Drejka was described as a frequent customer of the food store where the shooting took place and the owner, who was among the witnesses of the state, characterized him as a & # 39; curious & # 39; person.

He is never thought to have received police or police enforcement training, but he quickly referred to the 21ft rule when he was interrogated by the police in the hours after the attack.

The 21ft rule refers to the distance that a suspect can travel to an officer when he has identified a threat and has drawn his weapon.

Drejka said he called it in when McGlockton was standing in front of him and said he thought he'd be hurt if he didn't shoot.

But experts chose his story apart and said the rule didn't apply because McGlockton didn't approach him and wasn't 21 ft away from him.

They also wondered if he was a real threat because no weapon was drawn.

Drejka drew his weapon and fired it four seconds after McGlockton pushed him to the ground.

FIND YOUR CONSTITUTION IN FLORIDA

Travyon Martin, 17, was shot in 2012

Travyon Martin, 17, was shot in 2012

Travyon Martin, 17, was shot in 2012

In 2005, Florida passed its law making it legal for a person to practice lethal violence such as;

[I] the person reasonably believes that such a force is necessary to prevent an imminent death or major bodily injury to himself or another, or to prevent the threat of a violent crime; or

II] the person acts with a reasonable belief in the necessity of violence

It was because of this law that the office of the Pinellas County sheriff decided not to arrest Drejka after interviewing him in 2018.

In most cases, self-defense only works as a criminal defense if a person has tried to take himself out of danger and has not done so first. It is known as a & # 39; duty to retire & # 39 ;.

Stand Your Ground states differ because they impose no obligation to withdraw.

George Zimmerman, who shot the teenager, was acquitted after using a Stand Your Ground defense

George Zimmerman, who shot the teenager, was acquitted after using a Stand Your Ground defense

George Zimmerman, who shot the teenager, was acquitted after using a Stand Your Ground defense

In Florida, the law not only protects a person against criminal prosecution, but also against civil proceedings.

It is one of the strongest of the 25 states that have the laws of Stand Your Ground.
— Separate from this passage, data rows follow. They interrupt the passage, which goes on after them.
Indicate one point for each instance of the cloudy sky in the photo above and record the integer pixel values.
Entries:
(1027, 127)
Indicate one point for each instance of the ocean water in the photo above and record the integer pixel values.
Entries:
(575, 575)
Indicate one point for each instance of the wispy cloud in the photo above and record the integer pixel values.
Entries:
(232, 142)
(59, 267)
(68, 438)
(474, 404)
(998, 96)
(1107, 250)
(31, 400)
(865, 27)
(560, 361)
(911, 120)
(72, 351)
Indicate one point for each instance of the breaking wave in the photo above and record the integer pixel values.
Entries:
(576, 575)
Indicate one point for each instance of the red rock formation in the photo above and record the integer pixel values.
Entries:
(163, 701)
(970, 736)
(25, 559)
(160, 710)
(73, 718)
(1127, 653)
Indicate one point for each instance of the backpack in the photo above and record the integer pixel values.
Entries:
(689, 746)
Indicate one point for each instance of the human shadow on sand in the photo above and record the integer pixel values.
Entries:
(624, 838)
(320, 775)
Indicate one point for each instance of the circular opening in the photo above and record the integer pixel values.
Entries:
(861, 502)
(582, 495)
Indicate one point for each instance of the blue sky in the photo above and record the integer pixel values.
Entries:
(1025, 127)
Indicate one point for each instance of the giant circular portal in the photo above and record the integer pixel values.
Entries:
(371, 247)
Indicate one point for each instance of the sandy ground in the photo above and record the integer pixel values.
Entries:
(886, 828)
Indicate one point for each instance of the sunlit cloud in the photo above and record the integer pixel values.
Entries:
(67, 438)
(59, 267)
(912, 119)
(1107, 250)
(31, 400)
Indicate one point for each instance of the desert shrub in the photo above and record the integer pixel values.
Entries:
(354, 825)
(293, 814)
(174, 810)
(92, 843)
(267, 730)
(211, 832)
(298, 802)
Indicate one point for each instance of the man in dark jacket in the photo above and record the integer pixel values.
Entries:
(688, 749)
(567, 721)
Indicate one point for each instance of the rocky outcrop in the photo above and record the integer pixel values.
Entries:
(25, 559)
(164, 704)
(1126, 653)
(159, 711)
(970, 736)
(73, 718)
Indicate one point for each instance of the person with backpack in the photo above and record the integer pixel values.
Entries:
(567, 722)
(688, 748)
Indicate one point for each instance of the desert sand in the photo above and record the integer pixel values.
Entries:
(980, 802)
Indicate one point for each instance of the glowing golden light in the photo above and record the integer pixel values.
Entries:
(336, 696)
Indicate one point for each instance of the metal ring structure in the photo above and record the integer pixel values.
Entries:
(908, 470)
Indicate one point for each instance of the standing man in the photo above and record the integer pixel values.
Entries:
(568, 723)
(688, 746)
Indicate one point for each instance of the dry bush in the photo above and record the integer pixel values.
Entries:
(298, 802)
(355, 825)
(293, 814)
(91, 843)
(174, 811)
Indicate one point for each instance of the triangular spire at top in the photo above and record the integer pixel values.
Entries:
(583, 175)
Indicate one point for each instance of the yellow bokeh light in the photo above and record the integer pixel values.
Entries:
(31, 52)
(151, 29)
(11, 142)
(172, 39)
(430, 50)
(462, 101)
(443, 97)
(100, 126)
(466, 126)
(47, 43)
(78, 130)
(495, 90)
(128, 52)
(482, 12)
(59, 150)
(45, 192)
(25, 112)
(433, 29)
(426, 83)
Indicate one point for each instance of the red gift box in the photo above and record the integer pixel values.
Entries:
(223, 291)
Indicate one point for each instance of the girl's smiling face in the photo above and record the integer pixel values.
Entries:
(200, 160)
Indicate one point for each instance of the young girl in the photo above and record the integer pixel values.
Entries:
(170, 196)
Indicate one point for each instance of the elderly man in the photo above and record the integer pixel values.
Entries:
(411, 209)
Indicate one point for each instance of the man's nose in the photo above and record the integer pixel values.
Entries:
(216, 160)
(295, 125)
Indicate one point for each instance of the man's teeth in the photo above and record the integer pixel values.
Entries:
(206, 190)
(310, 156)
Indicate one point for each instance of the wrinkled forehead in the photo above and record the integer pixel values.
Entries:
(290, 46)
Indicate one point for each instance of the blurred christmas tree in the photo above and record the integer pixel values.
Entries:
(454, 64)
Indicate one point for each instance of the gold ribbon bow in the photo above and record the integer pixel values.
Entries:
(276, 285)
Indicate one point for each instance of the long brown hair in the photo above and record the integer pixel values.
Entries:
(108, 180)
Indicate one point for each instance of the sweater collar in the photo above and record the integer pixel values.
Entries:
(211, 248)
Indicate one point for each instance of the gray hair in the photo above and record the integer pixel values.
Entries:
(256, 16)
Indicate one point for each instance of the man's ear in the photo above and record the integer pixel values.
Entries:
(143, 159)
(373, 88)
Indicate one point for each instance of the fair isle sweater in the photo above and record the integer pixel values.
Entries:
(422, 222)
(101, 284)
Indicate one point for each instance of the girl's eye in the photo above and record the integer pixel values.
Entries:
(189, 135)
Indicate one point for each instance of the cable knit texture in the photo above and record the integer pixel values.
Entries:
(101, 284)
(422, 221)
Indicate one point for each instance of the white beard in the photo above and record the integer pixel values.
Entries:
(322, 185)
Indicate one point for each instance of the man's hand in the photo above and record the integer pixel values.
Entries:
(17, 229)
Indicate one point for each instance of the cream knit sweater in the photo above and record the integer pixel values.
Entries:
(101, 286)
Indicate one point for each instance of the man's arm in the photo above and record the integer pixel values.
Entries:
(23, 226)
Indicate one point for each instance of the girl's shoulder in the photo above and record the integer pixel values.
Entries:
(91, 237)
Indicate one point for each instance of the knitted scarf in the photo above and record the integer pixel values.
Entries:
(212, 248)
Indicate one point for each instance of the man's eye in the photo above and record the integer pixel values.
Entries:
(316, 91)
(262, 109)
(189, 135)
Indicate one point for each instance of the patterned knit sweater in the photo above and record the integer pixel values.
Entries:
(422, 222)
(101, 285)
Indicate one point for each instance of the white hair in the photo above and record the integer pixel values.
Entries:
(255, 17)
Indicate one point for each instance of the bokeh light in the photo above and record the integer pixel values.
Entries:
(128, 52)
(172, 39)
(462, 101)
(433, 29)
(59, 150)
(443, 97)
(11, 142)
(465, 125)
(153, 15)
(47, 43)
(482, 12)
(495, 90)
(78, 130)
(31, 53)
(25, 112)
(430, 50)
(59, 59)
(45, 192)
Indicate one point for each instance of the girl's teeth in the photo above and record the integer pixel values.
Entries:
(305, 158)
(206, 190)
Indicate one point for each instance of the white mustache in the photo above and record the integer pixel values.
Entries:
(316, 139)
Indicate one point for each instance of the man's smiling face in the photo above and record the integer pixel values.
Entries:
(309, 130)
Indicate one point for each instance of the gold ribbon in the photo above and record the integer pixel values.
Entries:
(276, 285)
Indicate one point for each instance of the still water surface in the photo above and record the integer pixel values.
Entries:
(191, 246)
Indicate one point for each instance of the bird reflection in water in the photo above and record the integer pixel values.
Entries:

Most of them are in the South and 10 actually contain the sentence & # 39; stand your ground & # 39; in the legislation.

It caused anger in 2012 in Florida when a jury released George Zimmerman in the death of teenager Trayvon Martin.

Zimmerman, a volunteer in the neighborhood watch in the city of Sanford, followed Martin, who, according to him, was suspicious & # 39; behaved while walking to a 7-Elf to get a snack.

They then argued and Zimmerman shot him in the chest.

The teenager was unarmed and died three minutes later. But Zimmerman said he feared for his life and a jury believed him.